The initial evaluation included 105 patients enrolled in the medical weight loss bundle, regardless of treatment completion or type of AOM used. Within 12 months, patients who achieved a BMI of less than 30 kg/m2 had an average BMI of 27.6 (95% CI, 27.6 ± 0.8) and an average total body weight (TBW) loss of 22.2% (95% CI, -22.2 ± 3.3). Patients who transitioned to primary care or specialist care maintained their weight loss at day 576 (n = 77: BMI, 95% CI 27.7 ± 0.6; TBW, 95% CI -25.2 ± 2.2%).
The second evaluation (n = 40) included patients who achieved A BMI of less than 30 kg/m2 after they started on GLP-1 RAs or GLP-1/GIP RAs, used either in combination with another AOM or as monotherapy for 12 months, and then were transitioned to older generation antiobesity agents (bupropion, naltrexone, phentermine, topiramate, and metformin) for weight maintenance. Within 12 months, patients achieved a mean BMI of less than 30 kg/m2 (n = 33; 95% CI, 27.9 ± 0.8) with an average TBW loss of 18.3% (95% CI, -18.3 ± 5.3).
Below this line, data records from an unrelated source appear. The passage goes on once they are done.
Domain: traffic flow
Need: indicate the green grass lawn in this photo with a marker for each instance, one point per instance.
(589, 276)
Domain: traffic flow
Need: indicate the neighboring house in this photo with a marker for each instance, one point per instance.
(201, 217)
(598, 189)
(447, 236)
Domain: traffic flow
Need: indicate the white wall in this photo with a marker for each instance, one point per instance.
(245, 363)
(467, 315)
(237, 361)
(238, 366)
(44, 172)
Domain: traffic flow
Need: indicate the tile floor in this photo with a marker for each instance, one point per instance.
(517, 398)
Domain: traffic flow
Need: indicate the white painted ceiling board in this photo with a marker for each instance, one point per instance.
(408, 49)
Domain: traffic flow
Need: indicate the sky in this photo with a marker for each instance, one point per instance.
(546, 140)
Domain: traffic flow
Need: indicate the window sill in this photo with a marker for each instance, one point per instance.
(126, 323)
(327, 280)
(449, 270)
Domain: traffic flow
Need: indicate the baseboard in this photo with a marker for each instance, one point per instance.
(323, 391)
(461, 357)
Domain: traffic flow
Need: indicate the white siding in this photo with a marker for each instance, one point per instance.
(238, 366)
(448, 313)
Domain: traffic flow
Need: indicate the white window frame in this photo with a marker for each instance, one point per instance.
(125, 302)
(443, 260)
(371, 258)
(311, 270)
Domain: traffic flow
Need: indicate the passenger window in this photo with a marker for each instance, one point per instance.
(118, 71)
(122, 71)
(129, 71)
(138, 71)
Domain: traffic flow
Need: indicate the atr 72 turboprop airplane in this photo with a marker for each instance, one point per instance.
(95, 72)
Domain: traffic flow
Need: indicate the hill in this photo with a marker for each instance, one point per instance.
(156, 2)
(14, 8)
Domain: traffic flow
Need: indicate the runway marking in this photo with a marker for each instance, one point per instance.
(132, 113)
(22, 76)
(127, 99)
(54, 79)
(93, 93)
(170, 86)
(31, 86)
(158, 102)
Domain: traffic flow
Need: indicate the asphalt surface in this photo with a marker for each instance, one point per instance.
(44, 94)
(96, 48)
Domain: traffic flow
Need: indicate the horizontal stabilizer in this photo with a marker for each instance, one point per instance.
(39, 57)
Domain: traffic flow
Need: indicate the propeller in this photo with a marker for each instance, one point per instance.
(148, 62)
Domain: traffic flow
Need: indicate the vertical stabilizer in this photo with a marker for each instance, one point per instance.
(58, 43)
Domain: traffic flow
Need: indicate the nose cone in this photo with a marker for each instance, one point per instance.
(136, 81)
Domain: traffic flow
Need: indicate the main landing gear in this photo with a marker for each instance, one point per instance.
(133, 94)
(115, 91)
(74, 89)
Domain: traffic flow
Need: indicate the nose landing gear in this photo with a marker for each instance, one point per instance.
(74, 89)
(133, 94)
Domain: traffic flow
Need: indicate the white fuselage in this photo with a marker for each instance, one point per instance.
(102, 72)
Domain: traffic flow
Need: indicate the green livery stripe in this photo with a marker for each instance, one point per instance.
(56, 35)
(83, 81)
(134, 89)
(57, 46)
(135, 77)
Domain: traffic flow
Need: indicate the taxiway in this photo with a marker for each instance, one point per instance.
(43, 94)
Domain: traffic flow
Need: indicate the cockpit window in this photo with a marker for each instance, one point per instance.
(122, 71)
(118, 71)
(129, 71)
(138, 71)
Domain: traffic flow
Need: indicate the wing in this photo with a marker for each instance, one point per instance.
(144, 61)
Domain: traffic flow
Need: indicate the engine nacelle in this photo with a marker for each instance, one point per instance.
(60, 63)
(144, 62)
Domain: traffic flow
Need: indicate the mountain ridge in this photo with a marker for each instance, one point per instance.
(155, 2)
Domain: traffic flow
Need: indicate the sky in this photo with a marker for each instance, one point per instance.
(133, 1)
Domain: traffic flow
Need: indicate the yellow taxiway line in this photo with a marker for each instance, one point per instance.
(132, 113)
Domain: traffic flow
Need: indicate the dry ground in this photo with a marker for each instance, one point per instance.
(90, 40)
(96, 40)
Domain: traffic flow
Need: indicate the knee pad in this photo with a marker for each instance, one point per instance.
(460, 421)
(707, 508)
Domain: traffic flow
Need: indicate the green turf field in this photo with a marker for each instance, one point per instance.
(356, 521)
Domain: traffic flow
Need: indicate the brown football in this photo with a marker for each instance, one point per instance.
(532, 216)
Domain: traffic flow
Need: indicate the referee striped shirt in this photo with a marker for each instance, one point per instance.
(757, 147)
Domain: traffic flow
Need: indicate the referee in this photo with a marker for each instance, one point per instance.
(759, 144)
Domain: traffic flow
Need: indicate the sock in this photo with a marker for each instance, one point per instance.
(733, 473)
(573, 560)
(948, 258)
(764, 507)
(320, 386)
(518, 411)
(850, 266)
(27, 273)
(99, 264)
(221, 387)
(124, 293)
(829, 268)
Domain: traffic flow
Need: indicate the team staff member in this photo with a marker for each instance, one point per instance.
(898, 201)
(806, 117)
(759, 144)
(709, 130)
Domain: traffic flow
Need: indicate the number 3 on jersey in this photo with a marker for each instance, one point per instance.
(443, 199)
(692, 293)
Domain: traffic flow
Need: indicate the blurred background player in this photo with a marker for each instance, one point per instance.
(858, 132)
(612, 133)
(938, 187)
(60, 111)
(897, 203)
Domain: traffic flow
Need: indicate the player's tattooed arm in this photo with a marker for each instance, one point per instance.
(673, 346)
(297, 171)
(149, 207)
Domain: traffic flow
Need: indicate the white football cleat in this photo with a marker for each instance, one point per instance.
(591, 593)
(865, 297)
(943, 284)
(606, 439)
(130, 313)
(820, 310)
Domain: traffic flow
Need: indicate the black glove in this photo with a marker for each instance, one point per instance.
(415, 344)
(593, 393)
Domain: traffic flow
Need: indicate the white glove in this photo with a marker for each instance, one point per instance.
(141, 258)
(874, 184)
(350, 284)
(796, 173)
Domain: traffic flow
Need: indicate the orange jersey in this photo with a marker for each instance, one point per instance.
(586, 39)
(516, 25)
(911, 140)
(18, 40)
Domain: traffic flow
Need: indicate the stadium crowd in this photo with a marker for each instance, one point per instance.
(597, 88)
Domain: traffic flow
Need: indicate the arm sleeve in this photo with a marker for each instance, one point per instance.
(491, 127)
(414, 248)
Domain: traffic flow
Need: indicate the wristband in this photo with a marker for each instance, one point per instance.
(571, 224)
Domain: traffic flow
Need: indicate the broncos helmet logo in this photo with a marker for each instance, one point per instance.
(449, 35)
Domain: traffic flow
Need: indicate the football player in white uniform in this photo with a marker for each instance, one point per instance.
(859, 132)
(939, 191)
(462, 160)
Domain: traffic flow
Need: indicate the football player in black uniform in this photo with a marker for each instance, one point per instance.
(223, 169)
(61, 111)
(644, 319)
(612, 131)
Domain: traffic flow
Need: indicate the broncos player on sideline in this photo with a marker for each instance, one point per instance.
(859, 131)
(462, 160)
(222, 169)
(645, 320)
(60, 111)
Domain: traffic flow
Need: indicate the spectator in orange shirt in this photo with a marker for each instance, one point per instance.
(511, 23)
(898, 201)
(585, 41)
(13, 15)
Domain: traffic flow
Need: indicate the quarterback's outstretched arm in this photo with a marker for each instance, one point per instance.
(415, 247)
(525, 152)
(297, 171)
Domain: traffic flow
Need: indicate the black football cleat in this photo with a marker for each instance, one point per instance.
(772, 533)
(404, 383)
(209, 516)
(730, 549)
Patients who transitioned to solely an older AOM had maintained their weight loss at day 593 (n = 40; BMI, 95% CI 27.2 ± 0.9; TBW, 95% CI -25.5 ± 2.4%).
These data are useful but have several limitations. First, the findings are applicable to patients who were highly responsive to weight loss medications, resulting in an average weight loss greater than that reported in many trials (most patients were on semaglutide 2–2.4 mg doses, where the average weight loss at the maximum dose is 15%).1 This population had an excellent response to these medicines and may be more responsive to other forms of AOMs. Second, this study population was predominantly white, female, and middle-aged, which limits the generalizability of these findings; however, it may also represent a phenotype of patients more likely to be sensitive to these medicines.2,3 Third, although the most interesting findings were observed in the second evaluation, it had a small sample size (n = 40). Finally, there were missing data, as patient visits occurred at different times, and the sample size changed throughout each evaluation. For instance, the 24-month time point lacked useful data because of a very small sample size (n = 5 for study 1; n = 2 for study 2). Therefore, earlier time points had to be used (576 days for study 1 and 593 days for study 2) to make the data useful.
Despite these limitations, these data suggest that patients who exhibit a robust response to GLP-1/GIP RA therapy may be able to transition to older-generation antiobesity agents while maintaining their weight loss. However, because the generalizability of this study is limited, these results should not be applied to every case.